George: At Jelly, we have both an illustration roster and an animation roster. We also have KITCHEN, which is our in-house team, and essentially a studio in its own right. Over the years, KITCHEN have worked on projects such as Specsavers, Primark and Cadburys, to name a few. However, we also work with the talent on our roster. Whether it’s working with one of the directors, and helping to create their vision, like Virgin Mobile ‘Hothouse’ with Design Lad, or animating one of our illustrators work, KITCHEN allows our artists to add another dimension to their work. At KITCHEN, we have the capacity to expand to whatever size needed to get the best work done for the project.

We have a variety of different techniques that we can use when animating illustrators work. From cell animated to motion graphic after effects assisted, then to the 3D side, we are able to animate any illustration. The fact that we are able to do this, means that we can offer animation to any project. For example, if the client sees an illustration they like, we aren’t limited to only creating still pieces, but can in fact create animated content. A perfect example of this was our project for Bombay Sapphire. This started as a stills project but soon migrated into animation as the client explored various new media opportunities. Since then, this kind of commission has become more and more commonplace. Surveys by the big media companies are stressing that animation on outdoor sites gets a lot more engagement, and as clients look for more bang for their buck, the assets that they commission need to work in more and more spaces.

It also means that, for the smaller animation collectives on the roster, KITCHEN is at their disposal to help at any stage of a project.

We’re there to come up with ideas, storyboard, animate, or just offer some advice. Recently, Tishk Barzanji was asked to create the animation for all of Jorja Smith’s UK and international festivals sets this year. For this, Tishk needed our help creating a few assets, which we were able to do and add them in for him.

The collaboration between KITCHEN and Jelly artists works both ways, as we are also able to ask for input from the artists on our roster. For example, with the Specsavers advert, Chervelle Fryer helped and worked on the backgrounds.
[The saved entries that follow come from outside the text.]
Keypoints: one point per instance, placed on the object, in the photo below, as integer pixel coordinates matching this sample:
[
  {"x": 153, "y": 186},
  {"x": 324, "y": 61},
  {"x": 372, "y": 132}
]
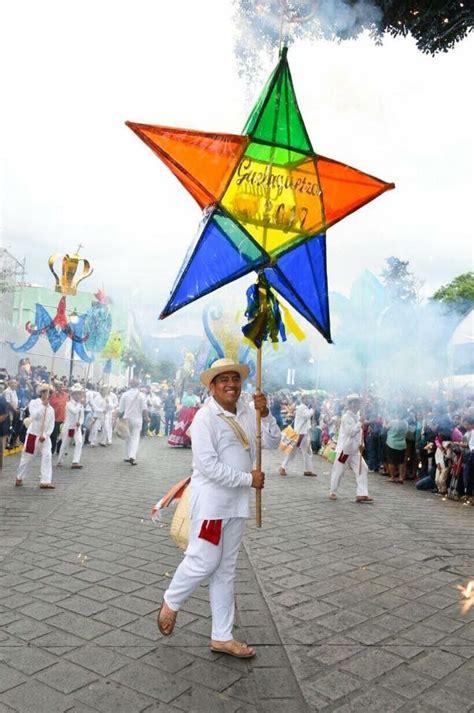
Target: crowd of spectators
[
  {"x": 16, "y": 392},
  {"x": 428, "y": 442}
]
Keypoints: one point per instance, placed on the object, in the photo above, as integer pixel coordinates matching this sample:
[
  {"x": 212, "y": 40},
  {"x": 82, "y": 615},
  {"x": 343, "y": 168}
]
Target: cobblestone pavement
[{"x": 352, "y": 607}]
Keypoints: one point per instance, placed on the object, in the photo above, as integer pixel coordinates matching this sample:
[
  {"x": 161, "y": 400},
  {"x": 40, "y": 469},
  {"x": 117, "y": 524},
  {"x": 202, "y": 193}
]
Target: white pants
[
  {"x": 66, "y": 441},
  {"x": 94, "y": 434},
  {"x": 43, "y": 450},
  {"x": 108, "y": 427},
  {"x": 353, "y": 463},
  {"x": 133, "y": 440},
  {"x": 306, "y": 452},
  {"x": 203, "y": 560}
]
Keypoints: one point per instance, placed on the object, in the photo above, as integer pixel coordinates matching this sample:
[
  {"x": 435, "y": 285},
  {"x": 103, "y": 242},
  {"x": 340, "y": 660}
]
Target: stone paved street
[{"x": 352, "y": 607}]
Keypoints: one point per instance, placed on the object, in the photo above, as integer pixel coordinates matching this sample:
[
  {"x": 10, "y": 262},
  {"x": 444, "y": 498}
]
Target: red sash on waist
[
  {"x": 30, "y": 444},
  {"x": 211, "y": 531}
]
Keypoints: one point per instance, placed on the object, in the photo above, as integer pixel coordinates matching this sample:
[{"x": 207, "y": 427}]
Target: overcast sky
[{"x": 74, "y": 173}]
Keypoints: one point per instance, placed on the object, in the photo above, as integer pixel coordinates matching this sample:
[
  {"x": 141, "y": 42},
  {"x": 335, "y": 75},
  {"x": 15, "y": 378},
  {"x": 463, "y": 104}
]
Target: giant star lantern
[{"x": 268, "y": 199}]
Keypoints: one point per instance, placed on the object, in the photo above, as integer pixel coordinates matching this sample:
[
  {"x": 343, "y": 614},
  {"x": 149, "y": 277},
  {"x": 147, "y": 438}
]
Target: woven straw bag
[
  {"x": 180, "y": 523},
  {"x": 122, "y": 429}
]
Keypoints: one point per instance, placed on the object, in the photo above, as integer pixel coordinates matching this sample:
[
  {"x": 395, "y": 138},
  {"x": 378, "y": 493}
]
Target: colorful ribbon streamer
[{"x": 263, "y": 312}]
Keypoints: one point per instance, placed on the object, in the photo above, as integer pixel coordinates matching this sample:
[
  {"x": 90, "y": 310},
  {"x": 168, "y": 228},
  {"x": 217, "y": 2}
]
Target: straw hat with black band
[{"x": 223, "y": 366}]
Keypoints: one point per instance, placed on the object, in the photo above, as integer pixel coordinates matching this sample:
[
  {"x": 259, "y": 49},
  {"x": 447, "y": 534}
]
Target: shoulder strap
[{"x": 238, "y": 430}]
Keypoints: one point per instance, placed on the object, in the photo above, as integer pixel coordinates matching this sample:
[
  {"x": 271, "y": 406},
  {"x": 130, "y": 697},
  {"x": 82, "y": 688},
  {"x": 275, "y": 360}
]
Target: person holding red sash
[
  {"x": 38, "y": 438},
  {"x": 224, "y": 451}
]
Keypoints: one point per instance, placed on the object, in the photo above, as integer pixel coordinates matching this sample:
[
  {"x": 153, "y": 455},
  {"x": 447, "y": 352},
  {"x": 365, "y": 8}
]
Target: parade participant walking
[
  {"x": 100, "y": 406},
  {"x": 303, "y": 415},
  {"x": 170, "y": 411},
  {"x": 38, "y": 437},
  {"x": 11, "y": 397},
  {"x": 132, "y": 407},
  {"x": 111, "y": 407},
  {"x": 58, "y": 402},
  {"x": 72, "y": 428},
  {"x": 349, "y": 451},
  {"x": 224, "y": 451},
  {"x": 154, "y": 409},
  {"x": 4, "y": 426}
]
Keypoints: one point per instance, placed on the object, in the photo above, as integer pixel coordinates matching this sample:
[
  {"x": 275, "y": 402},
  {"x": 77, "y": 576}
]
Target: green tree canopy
[{"x": 458, "y": 294}]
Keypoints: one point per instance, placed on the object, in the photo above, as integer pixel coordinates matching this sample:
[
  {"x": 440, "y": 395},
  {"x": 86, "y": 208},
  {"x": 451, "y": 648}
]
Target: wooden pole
[{"x": 258, "y": 492}]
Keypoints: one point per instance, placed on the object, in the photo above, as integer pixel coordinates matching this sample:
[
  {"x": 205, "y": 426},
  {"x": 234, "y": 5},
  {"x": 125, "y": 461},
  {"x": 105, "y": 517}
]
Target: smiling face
[{"x": 226, "y": 389}]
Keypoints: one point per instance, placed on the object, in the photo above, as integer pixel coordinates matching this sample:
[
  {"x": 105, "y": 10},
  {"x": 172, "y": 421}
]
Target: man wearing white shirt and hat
[
  {"x": 38, "y": 437},
  {"x": 132, "y": 407},
  {"x": 112, "y": 403},
  {"x": 303, "y": 415},
  {"x": 72, "y": 427},
  {"x": 100, "y": 406},
  {"x": 349, "y": 451},
  {"x": 223, "y": 437}
]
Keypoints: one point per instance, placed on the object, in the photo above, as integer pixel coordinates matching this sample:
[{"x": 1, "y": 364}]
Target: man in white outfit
[
  {"x": 224, "y": 450},
  {"x": 38, "y": 438},
  {"x": 72, "y": 428},
  {"x": 99, "y": 406},
  {"x": 349, "y": 451},
  {"x": 112, "y": 403},
  {"x": 303, "y": 415},
  {"x": 11, "y": 397},
  {"x": 132, "y": 406}
]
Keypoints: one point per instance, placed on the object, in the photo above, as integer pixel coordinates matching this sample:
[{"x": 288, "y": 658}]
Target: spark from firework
[{"x": 467, "y": 593}]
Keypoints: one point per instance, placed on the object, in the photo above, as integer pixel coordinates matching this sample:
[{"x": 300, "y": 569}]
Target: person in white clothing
[
  {"x": 72, "y": 428},
  {"x": 224, "y": 450},
  {"x": 38, "y": 437},
  {"x": 302, "y": 426},
  {"x": 349, "y": 451},
  {"x": 132, "y": 406},
  {"x": 112, "y": 403},
  {"x": 11, "y": 397},
  {"x": 100, "y": 407}
]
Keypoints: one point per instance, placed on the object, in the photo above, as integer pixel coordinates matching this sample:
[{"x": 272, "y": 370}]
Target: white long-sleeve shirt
[
  {"x": 74, "y": 414},
  {"x": 11, "y": 397},
  {"x": 222, "y": 479},
  {"x": 303, "y": 416},
  {"x": 42, "y": 423},
  {"x": 349, "y": 438},
  {"x": 132, "y": 404}
]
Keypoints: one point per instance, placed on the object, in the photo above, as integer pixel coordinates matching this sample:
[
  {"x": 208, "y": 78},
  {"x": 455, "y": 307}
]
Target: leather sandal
[
  {"x": 239, "y": 650},
  {"x": 166, "y": 620}
]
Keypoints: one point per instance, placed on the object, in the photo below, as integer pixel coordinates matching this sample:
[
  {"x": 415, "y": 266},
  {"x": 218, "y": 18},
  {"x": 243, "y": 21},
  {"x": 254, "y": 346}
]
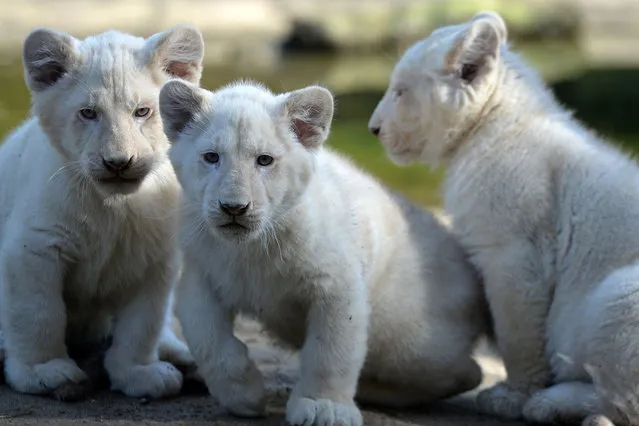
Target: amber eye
[
  {"x": 142, "y": 112},
  {"x": 88, "y": 113},
  {"x": 264, "y": 160},
  {"x": 211, "y": 157}
]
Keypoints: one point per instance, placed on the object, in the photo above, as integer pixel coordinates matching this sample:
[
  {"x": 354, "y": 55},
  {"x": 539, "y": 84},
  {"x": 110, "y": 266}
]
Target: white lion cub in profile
[
  {"x": 277, "y": 227},
  {"x": 548, "y": 212},
  {"x": 87, "y": 229}
]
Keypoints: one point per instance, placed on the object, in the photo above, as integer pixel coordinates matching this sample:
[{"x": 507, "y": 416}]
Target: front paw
[
  {"x": 156, "y": 380},
  {"x": 322, "y": 412},
  {"x": 171, "y": 349},
  {"x": 60, "y": 378},
  {"x": 502, "y": 401},
  {"x": 242, "y": 397}
]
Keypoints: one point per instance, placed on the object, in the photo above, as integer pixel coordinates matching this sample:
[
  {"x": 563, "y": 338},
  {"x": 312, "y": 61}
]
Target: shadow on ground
[{"x": 280, "y": 369}]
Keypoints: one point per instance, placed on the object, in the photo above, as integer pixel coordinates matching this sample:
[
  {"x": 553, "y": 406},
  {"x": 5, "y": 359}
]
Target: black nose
[
  {"x": 117, "y": 164},
  {"x": 234, "y": 209}
]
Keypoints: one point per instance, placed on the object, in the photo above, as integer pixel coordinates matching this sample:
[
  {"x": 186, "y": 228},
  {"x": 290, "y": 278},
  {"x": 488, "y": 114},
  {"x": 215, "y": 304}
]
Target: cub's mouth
[
  {"x": 234, "y": 226},
  {"x": 120, "y": 180}
]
Chris: From a non-technical viewpoint, the interesting points raised are fairly esoteric. Illustration is essentially a solitary pursuit, where the individual’s ethos and creativity are what drives the art to its end result. Animation, on the other hand, is normally the very essence of collaboration. The design, direction, story boarding, techniques and technology combine in various, almost alchemic parts to create the final piece. So the jump from solitary creator to happy collaborator is an interesting one.

Some illustrators are natural storytellers, whereas others are formidable image makers. Understanding the individual strengths and weaknesses of each creative is an important strength and one where a great producer can make all the difference. On top of that, there are the other intricacies of production, which are often led by the quirks of the style chosen; CGI, stop motion, cell animation or after effects? Or a mixture of these. Usually only trial and error or experience will tell. So, all illustrators will need to be able to work in an animated environment, that is without question, but will all animators be able to become animation directors, that is a question of ambition and desire, it can only be answered by the individual.